The invention relates to the field of character recognition, in particular to a character recognition method and system based on a real scene and an OCR terminal.

Background

With the rapid development of computers and information technologies, the process of forming human-understandable biological signals by processing visual signals by neurons of the brain by simulating human eyes is developed, and the application of image recognition technology is gradually expanded to a plurality of fields, and especially plays an increasingly important role in a plurality of fields such as biological recognition, image-text recognition and article recognition. Generally, image recognition technology mainly refers to processing a captured system front-end picture according to a set target by using a computer, in the field of artificial intelligence, a neural network is the most widely applied in the field of image recognition, and vector or raster coding of an image is converted into a feature vector representing characteristics of an object. Neural network models can compute and analyze these constructs by first simplifying the image and extracting the most important information, and then organizing the data by feature extraction and classification. Finally, neural network models decide by classification, prediction or other algorithms which class images or belong to or how best to describe them. The neural network model can realize several large plates such as face recognition, image detection, image retrieval, target tracking, style migration and the like. Among them, the functions of face recognition, image classification, and character recognition have achieved very excellent recognition results through long-term iterative development.

Optical Character Recognition (OCR) has emerged many conventional resolution algorithms before the advent of neural networks. The character recognition mainly comprises two parts of text detection and text recognition, and the accuracy of character recognition is improved when the deep neural network is widely applied. Opencv is a computer vision tool providing a full platform interface, is dedicated to real-time application in the real world, and has wide application range and strong executable capability; Tesseract-OCR is a recognition engine maintained by Google developed by the HP laboratory, developing a library of characters for recognition that encompasses almost all of the world's mainstream languages to date. OCR technology has been applied to various scenes in the office field. Overall, OCR technology can solve existing common tasks, but for some specific needs (e.g. certain fixed areas in the picture) the character recognition is not perfect.

Disclosure of Invention

Based on this, the invention aims to provide a character recognition method and system based on a real scene and an OCR terminal, so as to improve the character detection level and the character recognition accuracy.

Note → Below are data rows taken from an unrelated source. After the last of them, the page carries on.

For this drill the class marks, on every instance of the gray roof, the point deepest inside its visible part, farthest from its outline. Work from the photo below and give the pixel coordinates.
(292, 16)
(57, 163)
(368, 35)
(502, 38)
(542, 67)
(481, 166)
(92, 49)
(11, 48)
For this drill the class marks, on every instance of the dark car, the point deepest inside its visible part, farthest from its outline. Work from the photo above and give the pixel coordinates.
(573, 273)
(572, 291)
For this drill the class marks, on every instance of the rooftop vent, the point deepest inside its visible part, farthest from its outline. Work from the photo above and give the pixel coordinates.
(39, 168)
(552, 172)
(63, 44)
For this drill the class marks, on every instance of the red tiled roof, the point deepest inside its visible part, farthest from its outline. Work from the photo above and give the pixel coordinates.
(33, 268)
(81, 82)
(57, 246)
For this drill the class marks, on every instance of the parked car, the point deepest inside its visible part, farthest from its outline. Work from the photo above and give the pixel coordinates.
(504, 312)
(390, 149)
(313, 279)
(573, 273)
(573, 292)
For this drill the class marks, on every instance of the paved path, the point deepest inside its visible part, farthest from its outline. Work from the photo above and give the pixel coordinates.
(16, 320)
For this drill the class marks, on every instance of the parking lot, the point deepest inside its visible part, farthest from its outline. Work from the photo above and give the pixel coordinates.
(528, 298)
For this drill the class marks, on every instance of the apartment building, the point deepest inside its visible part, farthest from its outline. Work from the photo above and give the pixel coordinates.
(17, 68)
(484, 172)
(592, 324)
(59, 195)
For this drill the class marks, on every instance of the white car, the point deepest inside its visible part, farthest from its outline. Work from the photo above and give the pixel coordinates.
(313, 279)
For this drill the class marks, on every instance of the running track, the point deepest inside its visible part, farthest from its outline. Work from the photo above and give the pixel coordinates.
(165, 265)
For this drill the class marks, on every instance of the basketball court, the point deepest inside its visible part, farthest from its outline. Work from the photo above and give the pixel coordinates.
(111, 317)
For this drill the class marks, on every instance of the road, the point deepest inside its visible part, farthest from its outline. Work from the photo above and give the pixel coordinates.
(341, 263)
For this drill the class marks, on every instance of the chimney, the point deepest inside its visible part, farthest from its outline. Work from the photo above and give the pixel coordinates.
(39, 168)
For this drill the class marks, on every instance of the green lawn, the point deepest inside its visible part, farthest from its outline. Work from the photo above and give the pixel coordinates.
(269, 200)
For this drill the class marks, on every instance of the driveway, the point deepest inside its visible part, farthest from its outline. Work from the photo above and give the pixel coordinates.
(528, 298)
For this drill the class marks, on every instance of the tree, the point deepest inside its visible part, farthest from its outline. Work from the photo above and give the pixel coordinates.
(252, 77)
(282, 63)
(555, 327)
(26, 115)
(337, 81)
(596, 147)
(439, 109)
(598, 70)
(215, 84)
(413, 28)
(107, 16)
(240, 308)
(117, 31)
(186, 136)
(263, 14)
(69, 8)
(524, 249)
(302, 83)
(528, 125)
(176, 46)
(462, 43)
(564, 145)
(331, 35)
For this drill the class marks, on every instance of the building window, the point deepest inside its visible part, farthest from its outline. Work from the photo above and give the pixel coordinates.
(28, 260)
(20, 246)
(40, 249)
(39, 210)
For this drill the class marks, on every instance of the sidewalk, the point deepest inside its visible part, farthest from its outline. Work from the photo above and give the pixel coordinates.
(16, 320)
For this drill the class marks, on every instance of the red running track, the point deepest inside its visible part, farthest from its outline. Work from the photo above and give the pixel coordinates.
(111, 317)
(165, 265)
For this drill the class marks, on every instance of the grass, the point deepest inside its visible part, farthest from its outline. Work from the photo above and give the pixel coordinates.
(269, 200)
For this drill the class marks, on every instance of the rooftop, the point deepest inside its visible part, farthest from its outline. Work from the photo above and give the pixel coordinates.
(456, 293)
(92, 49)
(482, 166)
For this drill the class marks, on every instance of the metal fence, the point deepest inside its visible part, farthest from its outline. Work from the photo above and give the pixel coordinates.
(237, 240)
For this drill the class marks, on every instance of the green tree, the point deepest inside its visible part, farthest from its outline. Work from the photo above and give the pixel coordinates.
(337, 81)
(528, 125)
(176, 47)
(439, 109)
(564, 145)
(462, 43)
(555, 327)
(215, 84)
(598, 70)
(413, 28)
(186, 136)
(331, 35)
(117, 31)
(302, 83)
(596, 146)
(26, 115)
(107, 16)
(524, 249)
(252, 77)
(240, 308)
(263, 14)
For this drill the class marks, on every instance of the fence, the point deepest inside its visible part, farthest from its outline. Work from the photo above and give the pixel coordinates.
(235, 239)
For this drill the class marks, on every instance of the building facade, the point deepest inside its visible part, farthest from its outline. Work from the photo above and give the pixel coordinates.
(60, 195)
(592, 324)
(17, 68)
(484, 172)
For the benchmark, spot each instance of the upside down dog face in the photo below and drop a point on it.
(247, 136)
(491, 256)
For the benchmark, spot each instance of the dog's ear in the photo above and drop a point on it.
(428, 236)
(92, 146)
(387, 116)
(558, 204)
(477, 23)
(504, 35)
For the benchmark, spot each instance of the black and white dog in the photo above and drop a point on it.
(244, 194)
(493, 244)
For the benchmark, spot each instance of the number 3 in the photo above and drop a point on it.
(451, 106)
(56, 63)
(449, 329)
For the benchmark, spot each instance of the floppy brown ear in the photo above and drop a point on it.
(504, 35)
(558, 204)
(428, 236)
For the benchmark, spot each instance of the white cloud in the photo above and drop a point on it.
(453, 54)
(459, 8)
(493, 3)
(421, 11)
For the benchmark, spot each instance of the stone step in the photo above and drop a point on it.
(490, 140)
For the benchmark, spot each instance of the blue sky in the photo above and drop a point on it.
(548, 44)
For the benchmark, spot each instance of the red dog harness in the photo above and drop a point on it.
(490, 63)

In order to achieve the purpose, the invention provides the following scheme:

a character recognition method based on real scenes comprises the following steps:

acquiring picture data in a real office scene;

carrying out binarization processing on the picture data;

training a CTPN model through the picture data after binarization processing;

carrying out character region detection by using the trained CTPN model;

training a DenseNet + CTC model through the detected character area;

and performing character recognition by using the trained DenseNet + CTC model.

Further, the CTPN model includes a CNN model and an LSTM model.

Further, the training of the DenseNet + CTC model through the detected text region specifically includes:

training a DenseNet model through the detected character area;

extracting the characteristics of the character area through a trained DenseNet model;

training a CTC model through the characteristics of the character region; the trained CTC model is used for character recognition.

The invention also provides a character recognition system based on the real scene, which comprises the following components:

the image data acquisition module is used for acquiring image data in a real office scene;

the processing module is used for carrying out binarization processing on the picture data;

the first training module is used for training a CTPN model through the picture data after binarization processing;

the character region detection module is used for detecting character regions by utilizing the trained CTPN model;

the second training module is used for training a DenseNet + CTC model through the detected character area;

and the character recognition module is used for carrying out character recognition by utilizing the trained DenseNet + CTC model.

Further, the CTPN model includes a CNN model and an LSTM model.

Further, the second training module specifically includes:

a first training unit for training a DenseNet model through the detected text region;

the character extraction unit is used for extracting the characters of the character area through the trained DenseNet model;

the second training unit is used for training the CTC model through the characteristics of the character area; the trained CTC model is used for character recognition.

The invention also provides an OCR terminal applying the character recognition method based on the real scene, which comprises the following steps:

the picture uploading module is used for uploading picture data in a real office scene;

and the area selection module is used for carrying out area selection on the picture data in the real office scene.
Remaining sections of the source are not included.